L'affaire « Angela de Miguel » au conseil d'administration de Cepyme semble s'être clôturée en fausse. Bien qu'il ait été décidé d'archiver l'enquête par le Comité des employeurs internes sur le traitement présumé de la faveur des avocats de leur bureau dans une embauche publique, certaines organisations commerciales continuent de déclarer que l'affaire soit examinée.
De Miguel, un autre candidat à Gerardo Cuerva lors des prochaines élections à la présidence de Cepyme, et qu'il a le soutien de CEOE et de son président, Antonio Garamendi, semblait avoir surmonté cette transe sans une enquête officielle qui avait été ouverte, comme le confirme les sources de raison de l'organisation. Cependant, les secteurs critiques de l'employeur des PME ne veulent pas que ces irrégularités soient négligées.
De cette manière, le président de la National Association of Administrative Managers, Fernando Santiago Ollero, a présenté le président du comité, Pedro Fernández Alén, une plainte officielle concernant ces faits et une demande officielle pour clarifier les raisons pour lesquelles l'enquête en premier lieu a été rejetée et que les faits dénoncés sont analysés. Plus précisément, ils critiquent que la décision de rejeter la violation présumée du code éthique et de la bonne gouvernance de Cepyme par De Miguel ne s'accompagne « d'aucune explication, analyse ou motivation qui nous permet de comprendre ce que cette conclusion a été fondée ».

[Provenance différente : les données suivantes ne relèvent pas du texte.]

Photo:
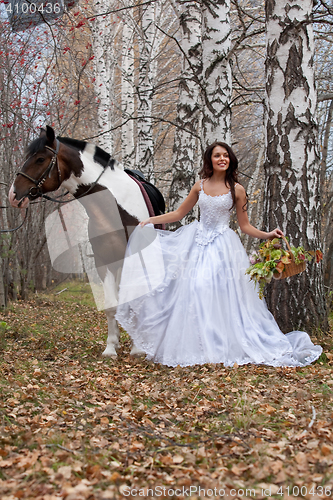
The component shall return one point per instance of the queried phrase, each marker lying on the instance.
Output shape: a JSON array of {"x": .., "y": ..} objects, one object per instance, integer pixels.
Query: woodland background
[{"x": 153, "y": 83}]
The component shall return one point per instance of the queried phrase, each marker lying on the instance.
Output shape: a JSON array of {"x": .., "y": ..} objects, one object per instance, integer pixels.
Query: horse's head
[{"x": 40, "y": 172}]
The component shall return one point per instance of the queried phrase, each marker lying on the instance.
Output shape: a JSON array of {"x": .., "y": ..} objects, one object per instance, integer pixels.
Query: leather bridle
[{"x": 36, "y": 191}]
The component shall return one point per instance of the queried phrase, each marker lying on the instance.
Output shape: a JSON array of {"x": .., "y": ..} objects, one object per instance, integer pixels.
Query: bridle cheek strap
[{"x": 36, "y": 192}]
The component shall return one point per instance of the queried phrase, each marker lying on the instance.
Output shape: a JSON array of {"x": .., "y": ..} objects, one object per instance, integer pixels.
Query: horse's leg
[
  {"x": 111, "y": 299},
  {"x": 112, "y": 342}
]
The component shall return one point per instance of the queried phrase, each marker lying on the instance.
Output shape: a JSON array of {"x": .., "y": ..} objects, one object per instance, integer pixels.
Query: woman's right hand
[{"x": 145, "y": 222}]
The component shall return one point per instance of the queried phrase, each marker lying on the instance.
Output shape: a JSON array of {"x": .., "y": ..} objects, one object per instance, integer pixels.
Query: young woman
[{"x": 184, "y": 297}]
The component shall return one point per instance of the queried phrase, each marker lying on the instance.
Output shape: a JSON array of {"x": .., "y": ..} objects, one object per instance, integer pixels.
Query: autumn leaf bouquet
[{"x": 272, "y": 261}]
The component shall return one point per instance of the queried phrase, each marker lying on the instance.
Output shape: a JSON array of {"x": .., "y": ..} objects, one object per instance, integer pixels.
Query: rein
[{"x": 36, "y": 192}]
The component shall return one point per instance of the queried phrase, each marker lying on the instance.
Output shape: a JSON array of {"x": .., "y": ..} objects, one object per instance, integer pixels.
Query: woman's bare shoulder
[
  {"x": 197, "y": 186},
  {"x": 240, "y": 190}
]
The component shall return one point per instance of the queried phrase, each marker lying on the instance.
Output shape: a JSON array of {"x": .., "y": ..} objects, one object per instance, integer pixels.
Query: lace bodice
[{"x": 214, "y": 216}]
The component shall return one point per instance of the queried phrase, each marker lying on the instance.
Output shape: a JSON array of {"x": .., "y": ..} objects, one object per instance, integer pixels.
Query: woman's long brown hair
[{"x": 231, "y": 176}]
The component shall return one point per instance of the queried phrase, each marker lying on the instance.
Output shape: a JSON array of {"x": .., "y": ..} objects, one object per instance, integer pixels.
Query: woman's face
[{"x": 220, "y": 159}]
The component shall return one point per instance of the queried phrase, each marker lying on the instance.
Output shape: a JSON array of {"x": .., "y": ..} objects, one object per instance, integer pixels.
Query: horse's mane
[
  {"x": 37, "y": 145},
  {"x": 100, "y": 156}
]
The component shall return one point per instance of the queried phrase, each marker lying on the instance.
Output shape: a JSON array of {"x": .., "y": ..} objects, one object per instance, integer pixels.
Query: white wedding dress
[{"x": 185, "y": 299}]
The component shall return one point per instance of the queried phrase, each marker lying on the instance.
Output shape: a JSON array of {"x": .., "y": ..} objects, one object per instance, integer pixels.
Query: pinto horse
[{"x": 84, "y": 169}]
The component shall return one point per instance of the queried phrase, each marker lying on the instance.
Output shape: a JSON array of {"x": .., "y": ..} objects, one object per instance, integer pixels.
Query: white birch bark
[
  {"x": 145, "y": 142},
  {"x": 292, "y": 161},
  {"x": 217, "y": 80},
  {"x": 186, "y": 143},
  {"x": 127, "y": 97},
  {"x": 103, "y": 43},
  {"x": 254, "y": 191}
]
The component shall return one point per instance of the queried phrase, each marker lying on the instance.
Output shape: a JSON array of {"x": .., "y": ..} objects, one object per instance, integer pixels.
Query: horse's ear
[{"x": 50, "y": 135}]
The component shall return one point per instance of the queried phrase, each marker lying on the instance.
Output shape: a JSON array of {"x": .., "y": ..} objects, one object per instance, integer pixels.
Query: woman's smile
[{"x": 220, "y": 158}]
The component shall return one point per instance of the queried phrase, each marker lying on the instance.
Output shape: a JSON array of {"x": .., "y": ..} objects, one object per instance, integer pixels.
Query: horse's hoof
[{"x": 110, "y": 352}]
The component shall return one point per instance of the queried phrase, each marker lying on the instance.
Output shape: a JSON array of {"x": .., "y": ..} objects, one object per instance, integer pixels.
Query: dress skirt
[{"x": 187, "y": 302}]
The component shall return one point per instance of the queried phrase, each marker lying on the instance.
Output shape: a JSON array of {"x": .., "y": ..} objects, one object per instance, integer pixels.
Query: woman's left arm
[{"x": 243, "y": 219}]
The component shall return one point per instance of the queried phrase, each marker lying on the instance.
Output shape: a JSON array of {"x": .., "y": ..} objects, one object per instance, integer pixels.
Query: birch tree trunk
[
  {"x": 145, "y": 143},
  {"x": 127, "y": 98},
  {"x": 217, "y": 80},
  {"x": 255, "y": 194},
  {"x": 292, "y": 162},
  {"x": 103, "y": 43},
  {"x": 186, "y": 143}
]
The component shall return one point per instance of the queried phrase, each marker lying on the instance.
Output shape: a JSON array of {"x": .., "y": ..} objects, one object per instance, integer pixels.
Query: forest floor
[{"x": 77, "y": 426}]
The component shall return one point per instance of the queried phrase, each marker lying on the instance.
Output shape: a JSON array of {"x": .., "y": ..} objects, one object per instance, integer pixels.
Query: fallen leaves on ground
[{"x": 77, "y": 426}]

Dans la même lettre, il avertit que « l'omission inquiétante du devoir de diligence », qui correspond à la Commission, « appelle la crédibilité de l'organisme de contrôle et, plus encore, sa légitimité institutionnelle », donc il faut que l'enquête soit rouverte pour « l'intégrité et la transparence des tiers.
Dans son bref, Fernando Santiago a joint un rapport préparé par ses conseils juridiques « dans lesquels ils sont toujours identifiés, toujours provisoirement et dans le cas où les faits apparaissent dans les médias étaient certains, les crimes, infractions ou violations possibles dans lesquels chaque partie impliquée aurait pu être engagée. »

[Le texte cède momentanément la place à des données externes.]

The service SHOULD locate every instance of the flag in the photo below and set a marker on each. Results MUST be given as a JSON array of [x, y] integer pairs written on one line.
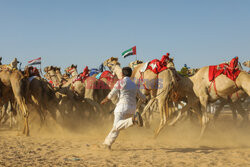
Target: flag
[[131, 51], [35, 61]]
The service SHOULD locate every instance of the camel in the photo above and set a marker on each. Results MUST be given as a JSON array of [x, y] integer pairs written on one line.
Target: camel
[[133, 64], [158, 86], [14, 83], [224, 88], [50, 71], [235, 103], [247, 64]]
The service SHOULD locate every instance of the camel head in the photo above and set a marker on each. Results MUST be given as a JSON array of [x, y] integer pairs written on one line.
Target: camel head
[[133, 64], [192, 71], [14, 63], [111, 62], [47, 77], [170, 63], [58, 69], [71, 69]]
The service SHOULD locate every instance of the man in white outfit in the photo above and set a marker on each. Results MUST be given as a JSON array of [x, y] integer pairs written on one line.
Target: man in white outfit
[[124, 112]]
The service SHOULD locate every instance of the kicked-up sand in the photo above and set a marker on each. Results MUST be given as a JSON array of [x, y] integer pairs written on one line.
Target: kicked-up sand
[[225, 145]]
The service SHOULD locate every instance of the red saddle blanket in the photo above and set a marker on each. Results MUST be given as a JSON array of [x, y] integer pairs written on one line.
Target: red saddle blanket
[[158, 66], [83, 76], [108, 75], [230, 70]]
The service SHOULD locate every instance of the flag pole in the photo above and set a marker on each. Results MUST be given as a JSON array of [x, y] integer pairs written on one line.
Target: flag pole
[[41, 68]]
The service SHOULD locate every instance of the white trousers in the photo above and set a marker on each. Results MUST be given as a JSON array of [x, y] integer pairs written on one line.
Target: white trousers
[[121, 121]]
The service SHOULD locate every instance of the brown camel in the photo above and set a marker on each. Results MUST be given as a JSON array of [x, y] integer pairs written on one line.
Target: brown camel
[[50, 71], [235, 102], [224, 88], [247, 64], [158, 86]]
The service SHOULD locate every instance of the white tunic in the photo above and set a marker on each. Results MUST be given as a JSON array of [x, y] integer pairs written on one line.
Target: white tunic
[[127, 92]]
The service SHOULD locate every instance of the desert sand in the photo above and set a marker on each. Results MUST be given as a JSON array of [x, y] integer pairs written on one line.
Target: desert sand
[[224, 144]]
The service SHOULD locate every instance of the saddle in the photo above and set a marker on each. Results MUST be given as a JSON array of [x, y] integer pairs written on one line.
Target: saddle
[[158, 66], [230, 70]]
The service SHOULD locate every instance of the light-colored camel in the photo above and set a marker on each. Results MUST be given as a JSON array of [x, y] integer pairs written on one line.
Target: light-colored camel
[[18, 84], [247, 64], [158, 86], [113, 64]]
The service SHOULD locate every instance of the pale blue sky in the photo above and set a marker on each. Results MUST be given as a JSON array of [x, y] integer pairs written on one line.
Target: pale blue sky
[[87, 32]]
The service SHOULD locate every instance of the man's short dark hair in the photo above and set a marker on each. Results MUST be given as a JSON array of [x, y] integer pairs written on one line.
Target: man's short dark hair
[[127, 71]]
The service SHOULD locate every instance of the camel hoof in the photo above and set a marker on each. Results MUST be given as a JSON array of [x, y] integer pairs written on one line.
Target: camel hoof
[[147, 125]]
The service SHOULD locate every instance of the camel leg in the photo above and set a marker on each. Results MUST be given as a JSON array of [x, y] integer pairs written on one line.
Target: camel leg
[[185, 108], [27, 132], [233, 112], [145, 110], [147, 106], [204, 117], [218, 111], [242, 112], [95, 104], [163, 107]]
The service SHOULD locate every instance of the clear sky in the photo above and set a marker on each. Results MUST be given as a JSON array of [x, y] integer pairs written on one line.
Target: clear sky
[[87, 32]]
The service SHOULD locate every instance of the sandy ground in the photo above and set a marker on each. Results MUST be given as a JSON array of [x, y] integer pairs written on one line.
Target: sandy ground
[[226, 145]]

Dans ces infractions ou ces crimes, il souligne qu'Angela de Miguel pourrait prétendument commis celles de la corruption parmi les individus – en accordant un avantage inapproprié aux employés ou aux collaborateurs de son entreprise -; Fraude des subventions – en utilisant des fonds publics sans transparence -; Influences – pour utiliser une position de pouvoir à son avantage – et une infraction grave du code éthique et une bonne gouvernance de cepyme.
La plainte déposée par le président des directeurs administratives concerne des faits qui remontent à 2018, lorsque Miguel aurait réussi à nommer quatre des cinq partenaires de son bureau, les avocats de la Nugotia, en tant que médiateurs du service de relations de travail régional de Castilla y León (à être), une entité publique attachée à la table de dialogue sociale dont elle faisait partie. Un comportement que le conseil d'administration de Cepyme a compris comme « ne pas constituer une sanction ou une enquête », quelque chose qui n'a pas convaincu Fernando Santiago, il a donc présenté cette demande à Fernández Alén, dont il n'a pas encore eu de réponse.